Moving on to problem number two of the day, my ex-husband's girlfriend took my daughter to the doctor today. My daughter is 5. I was available to take her. Does anyone else seem to have a problem with this? Yes, she has a rash. Yes, she probably should go to the doctor. Yes, my ex-husband called to make the appointment. BUT, I think kids should go to the doctor with a real live parent!! I would never dream of asking a babysitter to take my child to the doctor! Of course, the doctor's office calls me and asks me to authorize medical treatment and I said No. Yep, I am probably creating a lot of unnecessary drama, but I just do not feel it is right. So, I ask the office if she can be seen in an hour when I can bring her. I proceed to miss a meeting and drive to pick her up. The girlfriend and my daughter are no where to be found. I am hoping this one is not making sense. Morale of the story here is that I have refused to authorize medical treatment because I thought I could take her in an hour and now she is gone. So, my daughter proably has a rash and probably wonders why mom would not let her see the doctor when she was sitting there waiting to see one!

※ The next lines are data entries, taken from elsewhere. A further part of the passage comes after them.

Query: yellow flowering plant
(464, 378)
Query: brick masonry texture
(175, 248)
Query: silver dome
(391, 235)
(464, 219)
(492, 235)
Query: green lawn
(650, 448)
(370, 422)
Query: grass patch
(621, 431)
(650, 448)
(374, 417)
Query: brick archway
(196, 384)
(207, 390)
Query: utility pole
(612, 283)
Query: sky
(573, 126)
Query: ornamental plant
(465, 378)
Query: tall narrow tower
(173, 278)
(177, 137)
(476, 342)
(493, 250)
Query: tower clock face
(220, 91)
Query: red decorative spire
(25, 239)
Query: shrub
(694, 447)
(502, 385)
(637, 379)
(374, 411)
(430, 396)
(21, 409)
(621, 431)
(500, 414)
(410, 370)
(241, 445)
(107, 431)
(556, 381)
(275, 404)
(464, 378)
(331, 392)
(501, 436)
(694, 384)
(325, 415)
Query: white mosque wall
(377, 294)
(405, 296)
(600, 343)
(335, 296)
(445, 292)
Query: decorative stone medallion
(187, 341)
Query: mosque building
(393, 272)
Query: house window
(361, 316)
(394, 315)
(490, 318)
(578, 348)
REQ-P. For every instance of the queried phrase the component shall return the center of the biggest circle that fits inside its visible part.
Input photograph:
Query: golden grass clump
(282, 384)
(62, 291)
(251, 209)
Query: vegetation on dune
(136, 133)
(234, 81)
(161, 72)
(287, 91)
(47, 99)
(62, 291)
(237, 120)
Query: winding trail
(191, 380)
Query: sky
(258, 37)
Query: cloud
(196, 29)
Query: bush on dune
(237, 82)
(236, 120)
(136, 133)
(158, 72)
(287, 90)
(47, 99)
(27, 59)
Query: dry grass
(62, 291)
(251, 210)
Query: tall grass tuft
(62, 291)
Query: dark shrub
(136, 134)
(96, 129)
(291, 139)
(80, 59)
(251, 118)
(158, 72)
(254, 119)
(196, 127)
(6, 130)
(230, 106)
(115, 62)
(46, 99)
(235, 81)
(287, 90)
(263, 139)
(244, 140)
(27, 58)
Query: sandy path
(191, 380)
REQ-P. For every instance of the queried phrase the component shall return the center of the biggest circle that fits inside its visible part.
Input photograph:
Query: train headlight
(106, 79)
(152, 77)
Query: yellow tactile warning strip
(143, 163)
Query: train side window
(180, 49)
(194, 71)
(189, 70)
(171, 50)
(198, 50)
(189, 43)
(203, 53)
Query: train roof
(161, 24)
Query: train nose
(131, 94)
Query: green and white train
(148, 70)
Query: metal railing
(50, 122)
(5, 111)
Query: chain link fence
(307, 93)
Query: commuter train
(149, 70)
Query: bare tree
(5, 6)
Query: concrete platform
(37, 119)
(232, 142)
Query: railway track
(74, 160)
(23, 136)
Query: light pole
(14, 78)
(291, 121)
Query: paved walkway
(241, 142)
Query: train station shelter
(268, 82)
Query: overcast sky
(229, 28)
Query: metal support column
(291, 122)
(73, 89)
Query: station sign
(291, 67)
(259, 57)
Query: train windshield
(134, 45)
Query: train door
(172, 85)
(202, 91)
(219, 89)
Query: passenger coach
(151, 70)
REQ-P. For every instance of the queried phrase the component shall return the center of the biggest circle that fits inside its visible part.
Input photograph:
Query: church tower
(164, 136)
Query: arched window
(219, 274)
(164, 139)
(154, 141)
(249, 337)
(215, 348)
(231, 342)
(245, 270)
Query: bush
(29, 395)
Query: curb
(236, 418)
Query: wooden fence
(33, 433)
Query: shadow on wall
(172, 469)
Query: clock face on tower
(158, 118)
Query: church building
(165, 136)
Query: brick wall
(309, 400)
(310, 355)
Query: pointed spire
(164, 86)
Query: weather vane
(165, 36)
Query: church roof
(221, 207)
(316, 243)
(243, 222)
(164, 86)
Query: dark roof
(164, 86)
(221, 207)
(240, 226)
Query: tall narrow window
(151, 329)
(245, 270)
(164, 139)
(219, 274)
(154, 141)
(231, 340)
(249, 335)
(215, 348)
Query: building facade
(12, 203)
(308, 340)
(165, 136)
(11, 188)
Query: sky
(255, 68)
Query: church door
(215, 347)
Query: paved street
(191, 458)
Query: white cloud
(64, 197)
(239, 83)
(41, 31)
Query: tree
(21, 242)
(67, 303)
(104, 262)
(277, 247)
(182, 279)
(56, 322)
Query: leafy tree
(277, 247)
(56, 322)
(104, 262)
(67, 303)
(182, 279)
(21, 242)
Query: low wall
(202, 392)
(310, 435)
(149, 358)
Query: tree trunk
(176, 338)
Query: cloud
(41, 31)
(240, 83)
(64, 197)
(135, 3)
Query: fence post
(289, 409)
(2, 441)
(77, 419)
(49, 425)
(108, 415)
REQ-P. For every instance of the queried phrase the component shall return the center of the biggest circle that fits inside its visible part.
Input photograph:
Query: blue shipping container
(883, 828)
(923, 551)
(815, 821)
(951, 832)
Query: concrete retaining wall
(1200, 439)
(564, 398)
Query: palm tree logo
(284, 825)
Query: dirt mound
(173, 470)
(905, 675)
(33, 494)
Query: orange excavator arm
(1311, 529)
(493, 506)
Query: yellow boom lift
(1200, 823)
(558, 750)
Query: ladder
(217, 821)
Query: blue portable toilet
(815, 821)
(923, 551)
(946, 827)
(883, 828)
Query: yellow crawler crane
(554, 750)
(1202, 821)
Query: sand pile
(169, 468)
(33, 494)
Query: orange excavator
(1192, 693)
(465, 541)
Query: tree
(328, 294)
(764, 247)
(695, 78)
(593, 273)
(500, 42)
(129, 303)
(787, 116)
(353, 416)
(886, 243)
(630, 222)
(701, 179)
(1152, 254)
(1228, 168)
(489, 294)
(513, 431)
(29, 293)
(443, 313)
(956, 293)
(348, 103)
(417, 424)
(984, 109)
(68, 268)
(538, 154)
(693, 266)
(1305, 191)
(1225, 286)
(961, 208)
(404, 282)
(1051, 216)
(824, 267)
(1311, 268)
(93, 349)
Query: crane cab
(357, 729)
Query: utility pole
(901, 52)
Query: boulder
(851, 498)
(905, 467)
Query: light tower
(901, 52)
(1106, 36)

So, I am conflicted at work, and my daughter has a rash. Um, yeah, then I log on and read about the September 11, 2001 events and wonder why I create so much freaking unnecessary drama in my life. I wonder why I always think things should be better and I want more and on and on and on. I have two BEYOND BEAUTIFUL children. I am able to run. I have a job that is flexible, allows me to lead a comfortable life, and attempt to make a difference in the world. I am educated, intelligent, and capable of so much. I am thankful that my life is exactly what it is.

The original title was "today's reality is the result of yesterday's decisions". I wonder what it would have been without the reality checks I had. I wonder what decisions I will make today that will effect tomorrow's reality! =)

Every weekday I participate in a Powercall. It allows me to set up my day. I talk about what I will do for each of my three bigger goals. I also create the possibility of what I want to be. Today, I was in the moment. I think I will be in the moment for several more days and get a little more present to what I really have in each moment.